Coluna do Alexandre
Nº 2 - Agosto/2010

Estrada Real

Um dos roteiros mais agradáveis para um passeio em duas rodas no entorno de Belo Horizonte é o da Estrada Real. Saindo pela BR 356, viaja-se até o trevo para Mariana, já próximo a Ouro Preto. Dali tem-se cerca de 5 km até o entroncamento da estrada Real. Após um curto trecho de calçamento, com sacolejantes paralelepípedos, adentra-se então no trecho mais gostoso do passeio, com estrada de pouco movimento, muitas curvas, vista deslumbrante, pontes de duzentos anos e clima muito agradável. Chega-se então a Ouro Branco, sede anual de um agradável evento organizado pelo Steel Goose MG, onde um pitoresco boi gira num rolete, sob a fome de uns e protestos de outros. Parte já integrante de nosso folclore motociclístico. De lá se alcança a BR 040 e daí BH.

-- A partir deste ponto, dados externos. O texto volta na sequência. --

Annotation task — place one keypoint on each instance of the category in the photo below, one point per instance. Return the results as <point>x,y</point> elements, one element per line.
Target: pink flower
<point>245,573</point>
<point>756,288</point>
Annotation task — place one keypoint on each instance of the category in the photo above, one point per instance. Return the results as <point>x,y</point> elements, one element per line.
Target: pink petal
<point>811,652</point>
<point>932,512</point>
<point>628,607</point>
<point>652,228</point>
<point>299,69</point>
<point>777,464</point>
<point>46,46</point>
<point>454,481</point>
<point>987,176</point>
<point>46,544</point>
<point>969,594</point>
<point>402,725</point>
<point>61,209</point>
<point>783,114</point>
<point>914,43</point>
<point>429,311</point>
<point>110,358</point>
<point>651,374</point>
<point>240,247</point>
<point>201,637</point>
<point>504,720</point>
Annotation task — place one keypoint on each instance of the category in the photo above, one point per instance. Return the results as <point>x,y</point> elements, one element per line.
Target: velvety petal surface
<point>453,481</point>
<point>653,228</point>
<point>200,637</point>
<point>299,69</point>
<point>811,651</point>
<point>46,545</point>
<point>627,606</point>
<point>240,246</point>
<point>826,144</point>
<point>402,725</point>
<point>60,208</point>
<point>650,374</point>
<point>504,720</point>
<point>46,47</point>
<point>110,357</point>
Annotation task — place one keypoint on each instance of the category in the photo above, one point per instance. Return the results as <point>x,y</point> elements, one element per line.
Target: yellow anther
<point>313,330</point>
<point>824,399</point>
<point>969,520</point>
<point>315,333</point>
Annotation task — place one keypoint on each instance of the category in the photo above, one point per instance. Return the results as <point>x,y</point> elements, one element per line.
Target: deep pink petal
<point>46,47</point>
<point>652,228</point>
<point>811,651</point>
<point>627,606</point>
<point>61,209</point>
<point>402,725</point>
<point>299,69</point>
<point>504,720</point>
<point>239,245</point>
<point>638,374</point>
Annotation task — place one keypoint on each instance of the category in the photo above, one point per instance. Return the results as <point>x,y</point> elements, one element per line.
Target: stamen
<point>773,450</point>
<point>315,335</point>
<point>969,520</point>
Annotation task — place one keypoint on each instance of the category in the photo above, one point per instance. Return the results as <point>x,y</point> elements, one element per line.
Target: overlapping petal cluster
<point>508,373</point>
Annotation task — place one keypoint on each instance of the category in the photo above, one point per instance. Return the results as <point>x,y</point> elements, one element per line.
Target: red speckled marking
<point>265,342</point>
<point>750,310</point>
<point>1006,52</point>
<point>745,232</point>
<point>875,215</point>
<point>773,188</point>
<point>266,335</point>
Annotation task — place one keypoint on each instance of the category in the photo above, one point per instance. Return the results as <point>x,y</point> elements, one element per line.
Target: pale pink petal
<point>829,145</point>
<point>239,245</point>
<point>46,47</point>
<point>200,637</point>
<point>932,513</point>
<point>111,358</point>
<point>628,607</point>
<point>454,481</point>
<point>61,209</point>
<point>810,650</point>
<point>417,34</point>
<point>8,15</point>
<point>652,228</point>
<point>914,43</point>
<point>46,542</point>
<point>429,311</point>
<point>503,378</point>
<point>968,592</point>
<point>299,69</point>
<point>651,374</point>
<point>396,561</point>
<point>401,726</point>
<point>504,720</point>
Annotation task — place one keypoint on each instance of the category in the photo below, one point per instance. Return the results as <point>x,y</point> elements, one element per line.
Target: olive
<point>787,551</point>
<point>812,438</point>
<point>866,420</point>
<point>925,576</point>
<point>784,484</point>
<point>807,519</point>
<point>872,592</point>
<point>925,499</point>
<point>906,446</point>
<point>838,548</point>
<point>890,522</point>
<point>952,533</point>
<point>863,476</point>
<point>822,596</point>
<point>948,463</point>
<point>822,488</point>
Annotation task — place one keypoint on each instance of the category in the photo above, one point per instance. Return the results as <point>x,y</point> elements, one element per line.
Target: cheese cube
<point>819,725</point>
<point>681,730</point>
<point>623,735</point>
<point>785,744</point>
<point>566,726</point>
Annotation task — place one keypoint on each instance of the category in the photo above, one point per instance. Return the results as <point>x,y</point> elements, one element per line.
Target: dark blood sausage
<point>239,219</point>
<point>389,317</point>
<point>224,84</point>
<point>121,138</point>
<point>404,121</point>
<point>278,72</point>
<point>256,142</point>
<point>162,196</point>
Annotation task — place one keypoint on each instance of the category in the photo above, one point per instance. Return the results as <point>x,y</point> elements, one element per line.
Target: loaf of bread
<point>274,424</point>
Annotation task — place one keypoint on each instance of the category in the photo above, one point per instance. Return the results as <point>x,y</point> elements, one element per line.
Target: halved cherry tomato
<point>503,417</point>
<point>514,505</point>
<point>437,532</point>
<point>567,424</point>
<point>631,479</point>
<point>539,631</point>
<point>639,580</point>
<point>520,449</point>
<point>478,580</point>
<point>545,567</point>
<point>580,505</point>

Em 2005 vivi ali um episódio singelo, que me apresentou a uma nova faceta de minha visão do motociclismo. Íamos Gabriel, Eduardo e eu em direção a Ouro Branco. Gabriel em sua Virago 535, eu e Eduardo em duas Shadows 600. Viajávamos a 80, às vezes 100 km/hora, sentindo o vento no rosto, contemplando a paisagem. À nossa frente surgiu uma CG 125, já bem velha, com seus 10 ou 15 anos de uso. Vimos, viemos e passamos. Era uma subida longa e nossos motores facilmente venceram o esforço do monocilíndrico da CG. Logo começamos a descer e eis que a pequena Honda nos ultrapassou, acompanhada de um animado olhar de seu piloto, que superava adversários maiores e mais reluzentes. Nova subida e nova ultrapassagem nossa. Novo declive ou alguma curva mais fechada e lá ia a motoquinha a nos deixar para trás de novo. Assim fomos por bons quilômetros.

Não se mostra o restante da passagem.